Along with a research collaboration aimed at gaining U.S. Food and Drug Administration approval for the LQTS use, the parties announced an unspecified follow-on financial “investment” by Mayo—its third overall in Mountain View, California-based AliveCor.
Like with the previous partnership, the LGTS effort will combine AliveCor's artificial intelligence technology with Mayo's patented algorithms. They were developed by Dr. Paul Friedman, the clinic’s vice chair of cardiovascular medicine and director of its implantable device lab; Dr. Michael Ackerman, director of Mayo’s Sudden Death Genomics Laboratory; and several others.
LQTS is both a congenital and acquired disorder. The inherited form affects 160,000 people in the United and causes 3,000 to 4,000 sudden deaths in children and young adults each year. It is estimated to affect about 1 in 7,000 people — but no one knows for sure because it often goes undiagnosed, according to the National Institutes of Health.
The agency says that while unexplained sudden deaths in children are rare, LQTS often is the cause when they do occur. Inherited LQTS usually is first detected during childhood or young adulthood. Half of all people who have LQTS experience the first abnormal heart rhythms by age 12, with 90 percent by age 40. The condition rarely is diagnosed after that.
LQTS is also more common in women than men. Women who have LQTS are more likely to faint or die suddenly from the disorder during menstruation and shortly after giving birth. Additionally, children who are born deaf also are at increased risk for LQTS.
Dr. Ackerman’s research at Mayo has been focused on using genomics to identify people at greatest risk of sudden death conditions such as LQTS and Sudden Infant Death Syndrome. He said last week’s statement that the new collaboration could be a key development in preventing LQTS.
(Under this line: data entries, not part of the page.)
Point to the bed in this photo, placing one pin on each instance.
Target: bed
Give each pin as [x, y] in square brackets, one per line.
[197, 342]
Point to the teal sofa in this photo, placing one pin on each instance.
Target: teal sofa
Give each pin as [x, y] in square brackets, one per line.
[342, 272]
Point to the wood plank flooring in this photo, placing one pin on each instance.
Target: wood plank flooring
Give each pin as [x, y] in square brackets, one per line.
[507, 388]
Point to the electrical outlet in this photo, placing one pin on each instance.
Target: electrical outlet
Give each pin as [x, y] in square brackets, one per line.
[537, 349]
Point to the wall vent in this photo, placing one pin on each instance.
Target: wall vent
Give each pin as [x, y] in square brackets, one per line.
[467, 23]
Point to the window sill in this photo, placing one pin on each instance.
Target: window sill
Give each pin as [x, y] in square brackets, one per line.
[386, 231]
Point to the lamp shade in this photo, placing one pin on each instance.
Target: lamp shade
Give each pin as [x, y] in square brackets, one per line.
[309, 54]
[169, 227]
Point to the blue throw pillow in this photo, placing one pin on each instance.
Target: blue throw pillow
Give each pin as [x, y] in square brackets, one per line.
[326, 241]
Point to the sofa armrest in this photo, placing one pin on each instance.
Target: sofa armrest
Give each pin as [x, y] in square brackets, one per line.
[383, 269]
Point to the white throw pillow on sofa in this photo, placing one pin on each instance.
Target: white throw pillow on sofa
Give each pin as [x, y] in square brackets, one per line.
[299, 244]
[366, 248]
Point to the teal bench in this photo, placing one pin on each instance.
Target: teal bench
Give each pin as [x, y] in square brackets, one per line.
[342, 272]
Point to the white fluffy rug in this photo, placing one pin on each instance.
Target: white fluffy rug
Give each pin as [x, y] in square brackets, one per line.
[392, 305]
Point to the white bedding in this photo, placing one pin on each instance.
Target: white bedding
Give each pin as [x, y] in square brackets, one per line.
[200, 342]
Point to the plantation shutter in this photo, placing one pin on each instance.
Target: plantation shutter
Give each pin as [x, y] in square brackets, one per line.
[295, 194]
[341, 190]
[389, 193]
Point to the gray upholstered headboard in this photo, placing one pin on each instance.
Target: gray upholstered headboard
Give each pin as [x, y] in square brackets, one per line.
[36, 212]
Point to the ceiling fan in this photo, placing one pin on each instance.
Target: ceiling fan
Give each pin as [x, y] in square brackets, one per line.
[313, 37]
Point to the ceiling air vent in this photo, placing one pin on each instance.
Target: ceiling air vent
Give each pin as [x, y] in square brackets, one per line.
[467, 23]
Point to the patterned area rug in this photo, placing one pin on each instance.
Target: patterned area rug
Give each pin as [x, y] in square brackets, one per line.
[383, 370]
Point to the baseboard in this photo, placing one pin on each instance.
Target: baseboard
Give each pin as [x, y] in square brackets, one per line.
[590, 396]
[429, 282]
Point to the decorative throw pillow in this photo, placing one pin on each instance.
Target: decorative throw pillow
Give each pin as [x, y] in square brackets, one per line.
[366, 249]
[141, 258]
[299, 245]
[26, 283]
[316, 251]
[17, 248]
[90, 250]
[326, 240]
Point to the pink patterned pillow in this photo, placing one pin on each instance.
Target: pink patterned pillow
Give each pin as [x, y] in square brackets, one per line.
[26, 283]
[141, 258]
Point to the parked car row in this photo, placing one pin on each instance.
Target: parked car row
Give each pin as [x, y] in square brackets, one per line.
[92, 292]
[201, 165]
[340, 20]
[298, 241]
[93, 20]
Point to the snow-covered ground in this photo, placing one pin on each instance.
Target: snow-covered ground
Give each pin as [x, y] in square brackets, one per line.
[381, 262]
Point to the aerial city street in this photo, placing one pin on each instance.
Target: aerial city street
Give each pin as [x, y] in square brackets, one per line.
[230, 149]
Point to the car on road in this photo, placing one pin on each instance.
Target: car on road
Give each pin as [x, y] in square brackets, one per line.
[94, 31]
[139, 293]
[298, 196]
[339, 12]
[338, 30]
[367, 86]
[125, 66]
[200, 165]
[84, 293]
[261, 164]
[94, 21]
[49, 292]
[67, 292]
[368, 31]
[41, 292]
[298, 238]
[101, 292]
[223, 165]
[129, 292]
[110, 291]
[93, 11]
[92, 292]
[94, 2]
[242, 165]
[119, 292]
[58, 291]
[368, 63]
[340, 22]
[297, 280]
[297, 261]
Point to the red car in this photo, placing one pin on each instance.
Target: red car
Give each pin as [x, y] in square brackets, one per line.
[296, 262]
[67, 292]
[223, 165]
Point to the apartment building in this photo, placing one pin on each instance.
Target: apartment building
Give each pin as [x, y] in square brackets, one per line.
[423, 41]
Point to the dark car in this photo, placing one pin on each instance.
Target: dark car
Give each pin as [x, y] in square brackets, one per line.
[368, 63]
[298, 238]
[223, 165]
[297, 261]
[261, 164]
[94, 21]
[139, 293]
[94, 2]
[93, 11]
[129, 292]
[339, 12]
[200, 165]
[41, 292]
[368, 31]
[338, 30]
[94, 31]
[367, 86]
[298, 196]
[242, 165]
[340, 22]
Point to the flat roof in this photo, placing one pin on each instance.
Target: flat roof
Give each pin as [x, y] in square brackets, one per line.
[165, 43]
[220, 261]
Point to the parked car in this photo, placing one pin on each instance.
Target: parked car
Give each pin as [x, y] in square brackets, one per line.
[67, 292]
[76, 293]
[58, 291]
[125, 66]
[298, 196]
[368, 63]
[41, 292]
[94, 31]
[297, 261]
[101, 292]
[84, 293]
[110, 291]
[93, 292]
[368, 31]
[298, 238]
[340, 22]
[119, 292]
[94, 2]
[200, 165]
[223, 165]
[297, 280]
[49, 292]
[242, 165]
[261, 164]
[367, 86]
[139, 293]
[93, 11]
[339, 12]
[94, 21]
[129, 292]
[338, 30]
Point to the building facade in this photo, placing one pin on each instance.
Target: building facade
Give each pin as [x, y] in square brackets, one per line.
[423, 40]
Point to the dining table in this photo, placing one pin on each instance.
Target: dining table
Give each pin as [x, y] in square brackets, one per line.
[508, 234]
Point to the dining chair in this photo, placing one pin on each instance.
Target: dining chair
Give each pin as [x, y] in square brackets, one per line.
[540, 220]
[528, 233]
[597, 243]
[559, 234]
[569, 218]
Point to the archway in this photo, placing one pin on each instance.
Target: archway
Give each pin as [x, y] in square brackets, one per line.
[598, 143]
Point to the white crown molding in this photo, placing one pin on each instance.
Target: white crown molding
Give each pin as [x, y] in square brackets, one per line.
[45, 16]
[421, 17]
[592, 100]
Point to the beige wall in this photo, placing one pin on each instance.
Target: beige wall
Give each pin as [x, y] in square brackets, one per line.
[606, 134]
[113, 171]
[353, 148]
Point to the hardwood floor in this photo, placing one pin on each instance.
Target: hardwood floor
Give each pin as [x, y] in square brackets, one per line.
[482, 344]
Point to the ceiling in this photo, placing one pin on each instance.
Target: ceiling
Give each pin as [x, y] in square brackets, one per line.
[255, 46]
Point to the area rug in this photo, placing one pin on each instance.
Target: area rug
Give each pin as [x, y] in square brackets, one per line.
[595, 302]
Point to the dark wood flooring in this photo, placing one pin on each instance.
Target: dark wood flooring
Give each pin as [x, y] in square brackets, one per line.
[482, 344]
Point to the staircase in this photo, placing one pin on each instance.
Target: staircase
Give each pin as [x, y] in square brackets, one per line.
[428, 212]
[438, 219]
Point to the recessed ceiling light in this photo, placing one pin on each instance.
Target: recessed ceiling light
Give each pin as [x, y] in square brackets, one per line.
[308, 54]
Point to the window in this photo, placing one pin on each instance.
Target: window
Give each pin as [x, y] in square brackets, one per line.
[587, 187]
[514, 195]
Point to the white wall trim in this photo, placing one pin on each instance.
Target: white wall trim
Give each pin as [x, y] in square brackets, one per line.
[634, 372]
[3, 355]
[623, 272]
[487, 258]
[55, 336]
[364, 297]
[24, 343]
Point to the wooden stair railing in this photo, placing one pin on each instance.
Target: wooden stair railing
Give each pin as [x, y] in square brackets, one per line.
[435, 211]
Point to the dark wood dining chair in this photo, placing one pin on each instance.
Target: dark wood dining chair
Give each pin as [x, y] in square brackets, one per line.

“This agreement makes our vision of universal screening for the early detection of long QT syndrome—a potentially lethal, yet highly treatable condition—one step closer to reality,” it read. “The electrical heart cycle is emerging as the next vital sign. With very few exceptions, we now know that a prolonged cycle—whether caused by genetics, drugs, electrolyte disturbances or by other diseases—indicates increased risk for early death.
“Any of these deaths could be averted with simple preventive and/or counteractive measures.”